Tomad, Señor, y recibid toda mi libertad,

mi memoria, mi entendimiento, toda mi voluntad,

todo mi haber y poseer.

Vos me lo disteis, a vos, Señor, lo torno.

Todo es vuestro, disponed a toda vuestra voluntad.

Dadme vuestro amor y gracia, que ésta me basta.

(Ignacio de Loyola, Ejercicios espirituales, 234).

 

CONTEMPLATIO

 

Hijo, no puedes poseer libertad perfecta si no te niegas del todo a ti mismo.

En prisiones están todos los ricos y amadores de sí mismos, los codiciosos, ociosos y vagabundos, y los que buscan siempre las cosas de gusto y no las de Jesucristo, sino que antes componen e inventan muchas veces lo que no ha de durar.

Porque todo lo que no procede de Dios perecerá.

Imprime en tu alma esta breve y perfectísima máxima: Déjalo todo, y lo hallarás todo; deja tu apetito, y hallarás sosiego.

Reflexiona bien esto y, cuando lo cumplieres, lo entenderás todo.

Señor, no es ésta obra de un día, ni juego de niños; antes en tan breve sentencia se encierra toda la perfección religiosa.

Hijo, no debes volver atrás, ni decaer presto en oyendo el camino de los perfectos; antes debes esforzarte para cosas más altas o, a lo menos, aspirar a ellas con deseo.

¡Ojalá hubieses llegado a tanto que no fueses amador de ti mismo y estuvieses dispuesto puramente a mi voluntad y a la del superior que te he dado! Entonces me agradarías sobremanera y toda tu vida correría gozosa y pacífica.

Aún tienes mucho que dejar; que si no lo renuncias enteramente, no alcanzarás lo que me pides (Tomás de Kempis, Imitación de Cristo, III, 32,1-3).

 

ACTIO

 

Repite con frecuencia y vive hoy la Palabra:

 

«Dame, Señor, los mismo sentimientos de Cristo Jesús » (cf. Flp 2,5).

 

PARA LA LECTURA ESPIRITUAL

 

«Aprende a despreciar las cosas exteriores y dirigirte a las interiores y verás venir el Reino de Dios a ti» (Imitación de Cristo, 2,1). Se trata de separarse, y con fuerza, de esa exterioridad en que queda aprisionada y reducida la vida del hombre, para volverse y renovar el interior, esa interioridad que caracteriza al hombre.

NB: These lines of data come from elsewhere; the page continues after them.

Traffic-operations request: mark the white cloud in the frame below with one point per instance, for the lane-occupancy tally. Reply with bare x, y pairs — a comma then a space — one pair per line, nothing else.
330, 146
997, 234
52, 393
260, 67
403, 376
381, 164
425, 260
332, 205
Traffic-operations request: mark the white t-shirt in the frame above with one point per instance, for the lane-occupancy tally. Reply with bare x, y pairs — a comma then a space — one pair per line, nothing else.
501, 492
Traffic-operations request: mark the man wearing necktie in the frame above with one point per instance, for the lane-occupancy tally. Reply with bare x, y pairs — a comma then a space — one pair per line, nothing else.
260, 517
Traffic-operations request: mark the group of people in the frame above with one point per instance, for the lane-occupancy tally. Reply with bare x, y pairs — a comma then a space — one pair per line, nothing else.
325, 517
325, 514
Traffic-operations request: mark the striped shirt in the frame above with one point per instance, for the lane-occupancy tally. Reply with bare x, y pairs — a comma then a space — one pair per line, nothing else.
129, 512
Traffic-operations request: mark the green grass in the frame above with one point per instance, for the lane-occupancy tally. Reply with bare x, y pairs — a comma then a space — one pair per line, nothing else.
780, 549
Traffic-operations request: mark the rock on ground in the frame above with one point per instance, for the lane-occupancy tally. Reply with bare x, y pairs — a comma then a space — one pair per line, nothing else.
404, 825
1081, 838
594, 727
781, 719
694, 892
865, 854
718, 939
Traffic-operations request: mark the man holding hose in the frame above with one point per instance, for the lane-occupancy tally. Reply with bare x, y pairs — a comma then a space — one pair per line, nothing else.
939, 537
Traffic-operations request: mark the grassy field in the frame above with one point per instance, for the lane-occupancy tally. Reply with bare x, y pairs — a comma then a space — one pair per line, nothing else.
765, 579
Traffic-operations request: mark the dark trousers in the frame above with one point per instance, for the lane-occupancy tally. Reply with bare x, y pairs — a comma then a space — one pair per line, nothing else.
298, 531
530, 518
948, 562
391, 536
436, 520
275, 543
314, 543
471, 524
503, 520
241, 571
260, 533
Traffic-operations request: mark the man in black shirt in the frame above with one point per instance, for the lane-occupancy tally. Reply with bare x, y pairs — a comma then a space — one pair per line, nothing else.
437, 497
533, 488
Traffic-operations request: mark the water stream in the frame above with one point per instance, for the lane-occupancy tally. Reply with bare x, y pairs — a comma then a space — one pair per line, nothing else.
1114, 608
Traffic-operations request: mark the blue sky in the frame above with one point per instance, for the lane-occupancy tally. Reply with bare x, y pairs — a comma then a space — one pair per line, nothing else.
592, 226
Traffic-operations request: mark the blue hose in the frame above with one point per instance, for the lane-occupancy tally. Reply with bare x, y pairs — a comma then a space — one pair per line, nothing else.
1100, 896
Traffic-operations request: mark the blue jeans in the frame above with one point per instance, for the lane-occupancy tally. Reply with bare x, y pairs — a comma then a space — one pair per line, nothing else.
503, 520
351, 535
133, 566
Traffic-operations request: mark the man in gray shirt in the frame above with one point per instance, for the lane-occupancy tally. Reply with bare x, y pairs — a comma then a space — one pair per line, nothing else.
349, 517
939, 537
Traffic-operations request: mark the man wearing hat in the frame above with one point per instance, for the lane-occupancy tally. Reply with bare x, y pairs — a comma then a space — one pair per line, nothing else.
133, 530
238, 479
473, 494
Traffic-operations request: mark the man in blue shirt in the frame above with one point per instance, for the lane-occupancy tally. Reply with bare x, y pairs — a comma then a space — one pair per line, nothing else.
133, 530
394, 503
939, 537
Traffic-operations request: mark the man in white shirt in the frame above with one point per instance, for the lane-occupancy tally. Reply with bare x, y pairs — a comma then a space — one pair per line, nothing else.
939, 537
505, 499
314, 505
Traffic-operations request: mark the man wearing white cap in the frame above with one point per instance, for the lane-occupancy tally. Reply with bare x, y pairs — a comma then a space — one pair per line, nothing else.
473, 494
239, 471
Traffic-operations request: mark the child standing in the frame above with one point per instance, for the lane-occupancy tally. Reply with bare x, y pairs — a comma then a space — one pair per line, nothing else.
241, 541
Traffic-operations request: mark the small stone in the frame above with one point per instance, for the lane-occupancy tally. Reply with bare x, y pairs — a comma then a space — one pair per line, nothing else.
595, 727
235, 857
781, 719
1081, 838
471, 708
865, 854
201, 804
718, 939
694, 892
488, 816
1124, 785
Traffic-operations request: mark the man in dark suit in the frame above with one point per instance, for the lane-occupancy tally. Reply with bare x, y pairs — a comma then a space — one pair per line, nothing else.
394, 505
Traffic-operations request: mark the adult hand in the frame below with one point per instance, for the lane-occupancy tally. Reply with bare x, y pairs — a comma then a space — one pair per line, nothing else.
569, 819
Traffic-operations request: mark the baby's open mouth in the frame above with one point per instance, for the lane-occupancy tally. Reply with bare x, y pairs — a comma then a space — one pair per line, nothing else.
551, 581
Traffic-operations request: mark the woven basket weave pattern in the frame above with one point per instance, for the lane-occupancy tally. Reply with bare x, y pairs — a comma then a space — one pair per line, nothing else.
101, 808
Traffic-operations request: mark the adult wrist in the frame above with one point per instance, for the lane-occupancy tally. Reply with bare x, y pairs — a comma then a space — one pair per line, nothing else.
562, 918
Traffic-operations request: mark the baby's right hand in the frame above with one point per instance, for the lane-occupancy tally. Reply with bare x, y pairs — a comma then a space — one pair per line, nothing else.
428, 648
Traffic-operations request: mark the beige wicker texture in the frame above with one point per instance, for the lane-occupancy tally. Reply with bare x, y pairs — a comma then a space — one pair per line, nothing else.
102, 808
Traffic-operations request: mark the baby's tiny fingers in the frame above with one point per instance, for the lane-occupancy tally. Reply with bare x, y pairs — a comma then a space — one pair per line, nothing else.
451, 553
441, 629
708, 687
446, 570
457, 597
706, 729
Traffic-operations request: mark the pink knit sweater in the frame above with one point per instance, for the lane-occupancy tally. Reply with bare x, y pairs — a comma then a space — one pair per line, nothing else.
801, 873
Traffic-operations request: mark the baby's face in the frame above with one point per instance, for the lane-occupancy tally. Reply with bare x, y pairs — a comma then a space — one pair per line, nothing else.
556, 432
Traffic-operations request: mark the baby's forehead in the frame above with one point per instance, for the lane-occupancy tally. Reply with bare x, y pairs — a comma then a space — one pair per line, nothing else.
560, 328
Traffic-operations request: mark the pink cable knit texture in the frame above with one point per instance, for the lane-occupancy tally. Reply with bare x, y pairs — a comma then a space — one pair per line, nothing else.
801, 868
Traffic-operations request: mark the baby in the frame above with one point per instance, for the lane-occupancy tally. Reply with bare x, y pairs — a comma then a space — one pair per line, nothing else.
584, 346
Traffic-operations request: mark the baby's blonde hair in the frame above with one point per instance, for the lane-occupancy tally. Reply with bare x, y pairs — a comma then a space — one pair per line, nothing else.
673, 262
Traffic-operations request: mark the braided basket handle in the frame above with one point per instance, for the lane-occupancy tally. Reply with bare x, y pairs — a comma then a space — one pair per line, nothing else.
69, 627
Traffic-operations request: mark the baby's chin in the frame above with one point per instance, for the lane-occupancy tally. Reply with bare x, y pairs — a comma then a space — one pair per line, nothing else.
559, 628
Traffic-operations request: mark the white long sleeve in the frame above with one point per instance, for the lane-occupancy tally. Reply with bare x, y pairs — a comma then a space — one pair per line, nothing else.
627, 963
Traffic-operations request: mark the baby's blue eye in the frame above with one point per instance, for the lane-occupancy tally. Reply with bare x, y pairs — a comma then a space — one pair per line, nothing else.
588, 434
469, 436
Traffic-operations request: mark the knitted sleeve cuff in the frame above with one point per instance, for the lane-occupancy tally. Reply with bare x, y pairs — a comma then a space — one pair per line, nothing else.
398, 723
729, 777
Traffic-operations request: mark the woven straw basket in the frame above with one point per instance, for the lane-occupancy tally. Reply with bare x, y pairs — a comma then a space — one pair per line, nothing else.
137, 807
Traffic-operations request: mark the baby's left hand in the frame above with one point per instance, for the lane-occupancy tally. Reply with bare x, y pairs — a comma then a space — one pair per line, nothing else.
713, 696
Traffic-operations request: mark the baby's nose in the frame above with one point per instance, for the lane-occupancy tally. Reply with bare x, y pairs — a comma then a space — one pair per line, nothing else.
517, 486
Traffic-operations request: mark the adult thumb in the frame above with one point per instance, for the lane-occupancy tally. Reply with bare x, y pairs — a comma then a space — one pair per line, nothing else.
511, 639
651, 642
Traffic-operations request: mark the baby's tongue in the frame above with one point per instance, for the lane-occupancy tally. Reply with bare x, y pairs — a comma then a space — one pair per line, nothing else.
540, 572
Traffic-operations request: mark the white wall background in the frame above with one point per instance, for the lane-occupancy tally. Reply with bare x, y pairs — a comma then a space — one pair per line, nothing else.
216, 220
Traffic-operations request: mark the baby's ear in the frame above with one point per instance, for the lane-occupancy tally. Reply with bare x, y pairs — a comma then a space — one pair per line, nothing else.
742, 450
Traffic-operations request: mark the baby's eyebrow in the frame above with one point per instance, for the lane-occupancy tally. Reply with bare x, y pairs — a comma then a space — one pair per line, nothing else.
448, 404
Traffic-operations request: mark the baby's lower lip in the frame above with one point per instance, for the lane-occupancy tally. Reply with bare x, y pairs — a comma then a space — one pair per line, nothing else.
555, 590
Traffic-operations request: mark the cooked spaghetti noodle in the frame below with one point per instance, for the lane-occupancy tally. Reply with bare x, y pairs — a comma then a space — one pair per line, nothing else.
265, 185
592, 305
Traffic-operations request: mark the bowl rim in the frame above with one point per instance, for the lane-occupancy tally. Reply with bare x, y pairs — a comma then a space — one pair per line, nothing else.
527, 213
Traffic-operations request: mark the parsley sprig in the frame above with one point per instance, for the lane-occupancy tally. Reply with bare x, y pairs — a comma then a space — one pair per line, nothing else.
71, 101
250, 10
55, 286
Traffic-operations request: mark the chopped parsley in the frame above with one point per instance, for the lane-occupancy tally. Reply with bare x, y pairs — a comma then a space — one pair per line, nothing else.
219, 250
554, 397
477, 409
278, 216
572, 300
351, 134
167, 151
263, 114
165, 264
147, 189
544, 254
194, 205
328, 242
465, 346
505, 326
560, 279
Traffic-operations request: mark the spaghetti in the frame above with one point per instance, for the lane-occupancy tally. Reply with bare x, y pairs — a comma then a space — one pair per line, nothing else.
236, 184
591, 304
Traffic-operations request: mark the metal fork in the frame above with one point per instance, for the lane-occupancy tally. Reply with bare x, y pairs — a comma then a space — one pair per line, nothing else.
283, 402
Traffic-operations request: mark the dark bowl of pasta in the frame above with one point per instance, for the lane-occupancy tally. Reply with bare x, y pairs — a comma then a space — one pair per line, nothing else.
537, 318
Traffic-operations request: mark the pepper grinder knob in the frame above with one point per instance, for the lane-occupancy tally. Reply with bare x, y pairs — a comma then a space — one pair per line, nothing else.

El logro de una conquista semejante requiere distanciamiento de las cosas exteriores, ya que mientras estés ocupado en ellas no puedes pensar en ti: Cristo vendrá a ti si le has preparado en tu interior una digna vivienda; por eso el autor de la Imitación te sugiere insistentemente: hazle sitio en tu interior a Cristo y niégale la entrada a todo lo demás. ¡Cuántos desapegos no están incluidos en «todo lo demás!

Desapego de las cosas, de todas las cosas a las que a veces se apega nuestro corazón inadvertidamente y que nos impiden adherirnos totalmente a Cristo; desapego de los lugares a los que fácilmente el corazón se vincula bajo la apariencia de bien; desapego de las personas, en el sentido de que los afectos no obstaculicen el triunfo de Cristo en nosotros ni se lo impidan a los demás... (G. Lazzati, II Regno di Dio è in mezzo a noi, I, Milán, 1976, 19ss).